No matter what happens in the final Test against the West Indies, Australia have done enough to serve adequate warning to their next opponents -- South Africa -- that they will be no pushovers even on the bouncy strips there. The West Indies have been erratic opponents, up one moment, and down the next. They have been relatively easy meat for the Aussies despite that resounding victory in Melbourne. And in what should be a big boost for the team, Australia, who earlier shared the lead in the unofficial Test cricket ranking with South Africa and the West Indies, have now broken clear and gone to the top. The system, which is devised by Wisden Cricketers' Almanack, puts the Aussies ahead of the Springboks, with India third, the Windies fourth, Pakistan fifth, Lanka sixth and England, Zimbabwe and New Zealand bringing up the rear.
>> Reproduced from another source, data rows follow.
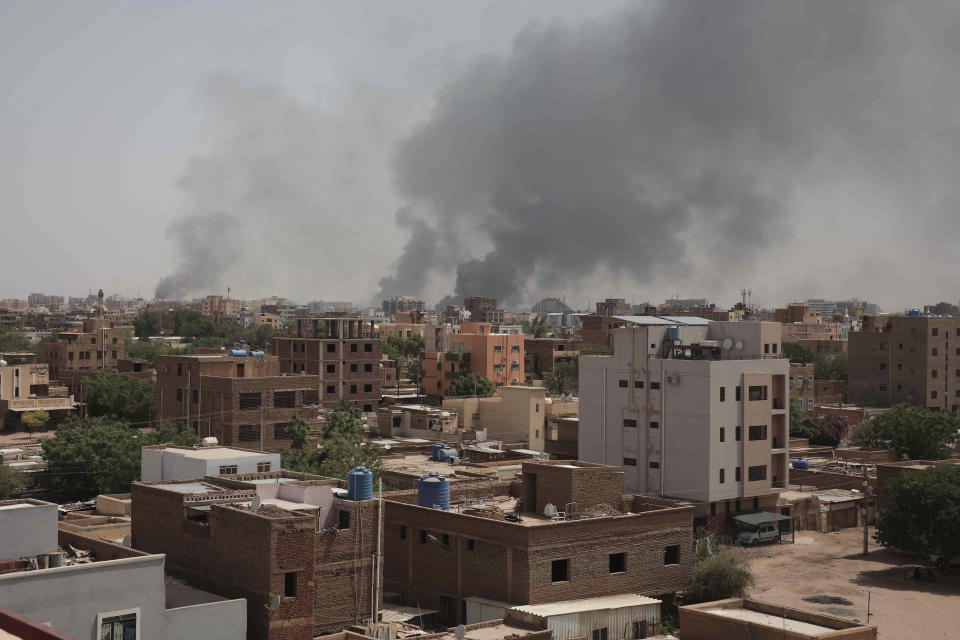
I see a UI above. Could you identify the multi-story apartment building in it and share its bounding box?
[39,318,126,378]
[273,317,381,413]
[579,317,790,526]
[847,315,960,412]
[423,322,525,396]
[156,355,317,451]
[463,296,503,326]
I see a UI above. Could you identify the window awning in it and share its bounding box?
[733,511,791,526]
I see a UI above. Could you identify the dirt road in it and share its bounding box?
[746,528,960,640]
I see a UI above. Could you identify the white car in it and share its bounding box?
[737,524,780,546]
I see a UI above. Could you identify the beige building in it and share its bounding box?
[443,386,578,451]
[578,317,789,527]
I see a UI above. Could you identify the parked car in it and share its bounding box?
[737,524,780,546]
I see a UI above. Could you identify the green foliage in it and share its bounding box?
[41,418,199,493]
[684,541,753,604]
[856,402,960,460]
[543,358,580,396]
[281,403,382,480]
[126,338,180,368]
[813,353,848,380]
[447,373,493,398]
[80,373,154,424]
[874,464,960,558]
[520,313,550,338]
[133,311,161,338]
[0,327,37,353]
[21,409,50,431]
[780,342,815,364]
[0,463,26,500]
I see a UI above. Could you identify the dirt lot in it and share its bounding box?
[745,528,960,639]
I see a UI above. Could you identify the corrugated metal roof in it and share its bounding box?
[511,593,660,617]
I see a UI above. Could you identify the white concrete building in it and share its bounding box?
[140,444,280,482]
[578,316,789,516]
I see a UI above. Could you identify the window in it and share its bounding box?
[237,424,260,442]
[273,391,297,409]
[747,385,767,400]
[97,609,140,640]
[663,544,680,565]
[550,560,570,582]
[240,391,263,409]
[747,464,767,482]
[610,553,627,573]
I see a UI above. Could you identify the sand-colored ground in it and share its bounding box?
[745,528,960,640]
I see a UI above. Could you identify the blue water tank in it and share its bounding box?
[417,473,450,511]
[347,467,373,500]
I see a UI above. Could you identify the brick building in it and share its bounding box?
[38,318,126,378]
[273,317,382,413]
[847,315,960,413]
[156,355,317,451]
[384,462,693,624]
[131,472,377,640]
[422,322,526,396]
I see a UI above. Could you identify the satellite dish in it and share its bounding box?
[267,594,280,611]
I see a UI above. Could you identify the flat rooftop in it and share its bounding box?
[704,609,837,636]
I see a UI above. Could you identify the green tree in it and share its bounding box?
[21,409,50,431]
[520,313,549,338]
[80,373,154,424]
[780,342,815,364]
[0,462,26,500]
[133,311,161,338]
[543,358,580,396]
[447,373,493,398]
[683,544,753,604]
[873,464,960,558]
[40,418,199,495]
[0,327,37,353]
[856,402,960,460]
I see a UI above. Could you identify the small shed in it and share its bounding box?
[504,593,660,640]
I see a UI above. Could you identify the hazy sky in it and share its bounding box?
[0,0,960,310]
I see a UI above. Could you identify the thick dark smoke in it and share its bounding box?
[381,0,960,304]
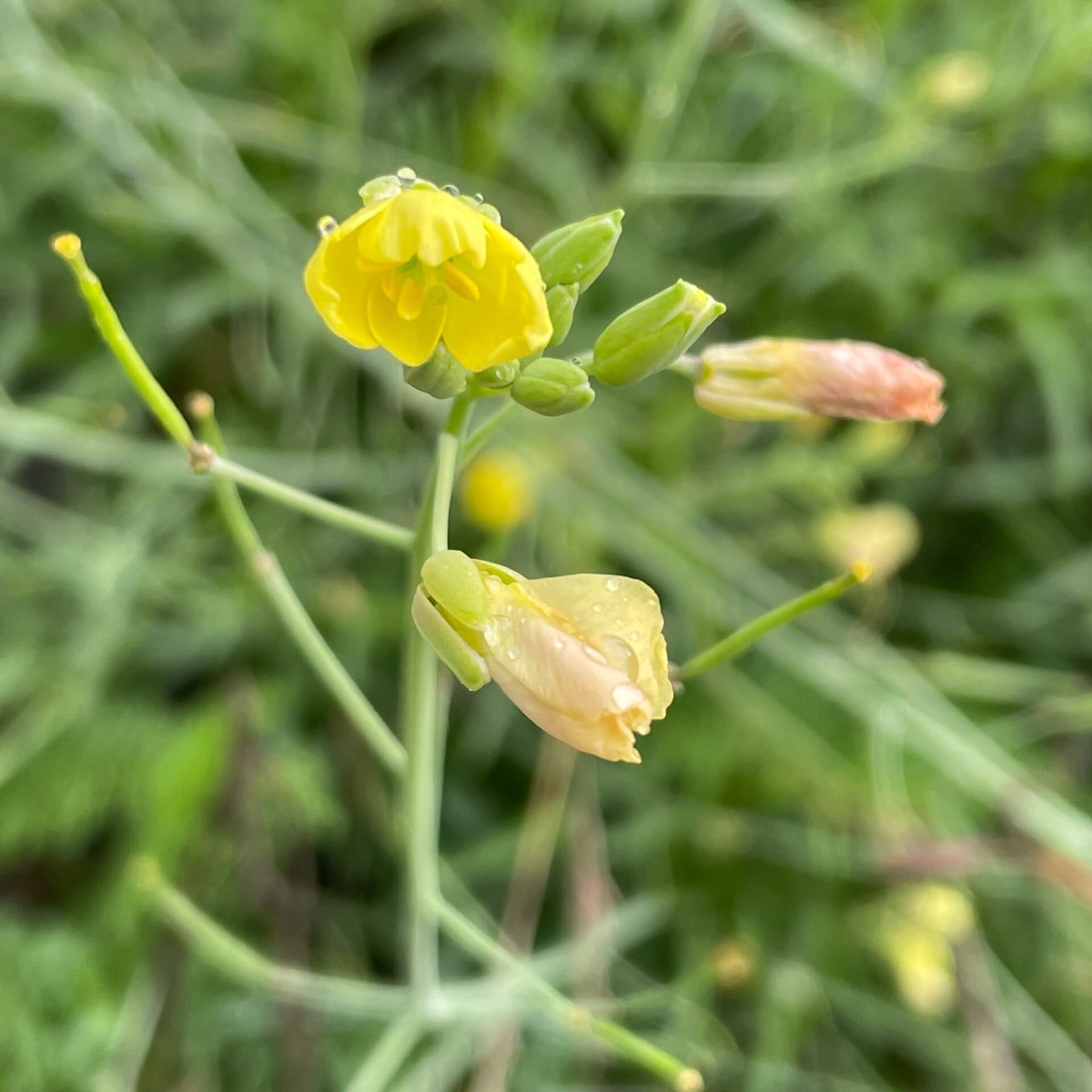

South Africa will be a different cup of tea. The team is organised, sometimes a bit too much so, full of talent, and, as is the case with Australia, labouring under an abundance of players who are knocking at the door. They have probably the best opening pair in world cricket at the moment, an excellent pace attack and a bunch whose fielding is again on par with the best, if not better. A tough act to match, let alone beat.

South Africa's weak spot is spin -- they have no one to match Shane Warne, though this does not bother them overly given the fact that most of the wickets there are more suited to pace than the slower stuff. Adams has a long way to go before he can take his place alongside other world-class slow bowlers and Pat Symcox has never been taken seriously in Test cricket. The Springboks have an over-abundance of pacemen -- Fanie de Villiers and Craig Mathews did not play even in one Test against India after Lance Klusener and Shaun Pollock emerged as good bowlers and pretty useful batsmen too.

Australia have a bit of a problem selecting their squad. There is a question now whether one should stick with the new-found talent or whether old hands like Slater should be called back. The fact is a lot of big scores which the Australian batsmen made in the fourth Test were in the absence of the only real class act the West Indies have in terms of bowling -- Curtly Ambrose. Thus the question will definitely arise -- how would these same batsmen fare against Allan Donald?

The Australian selectors are likely to announce the squad for South Africa before the final Test against the West Indies which runs from February 1 to 5. The tour begins on February 13. Taylor's position is safe for the moment, for no-one would contemplate dropping a winning captain -- even though he has done next to nothing with the bat. But the series against South Africa is likely to be a test for him, one that may well make or break his career. Nowadays a captain has to pull his weight in terms of runs too; there is sufficient competition within Australian ranks to ensure that murmurs will start soon -- Healy has made one or two rather devious comments of late -- about a skipper who would not be an automatic choice if he were not leading the team.

If Craig McDermott does not make it this time, it could well be the end of his international career. Bichel and Stuart have not done so badly for themselves during their appearance against Pakistan and the West Indies and McGrath has cemented his place as the number one fast bowler in the team. There are questions over Reiffel who seems to be sustaining injuries pretty often.

Three Tests and seven one-dayers are on the agenda in South Africa, raising some questions as to why there could not have been more of the former and considerably less of the latter. One-day fatigue is already being felt around the cricketing world and we only approaching the second month of the year. Teams are becoming more and more attuned to the shorter version of the game and this is tending to affect their performance in the real test of their ability.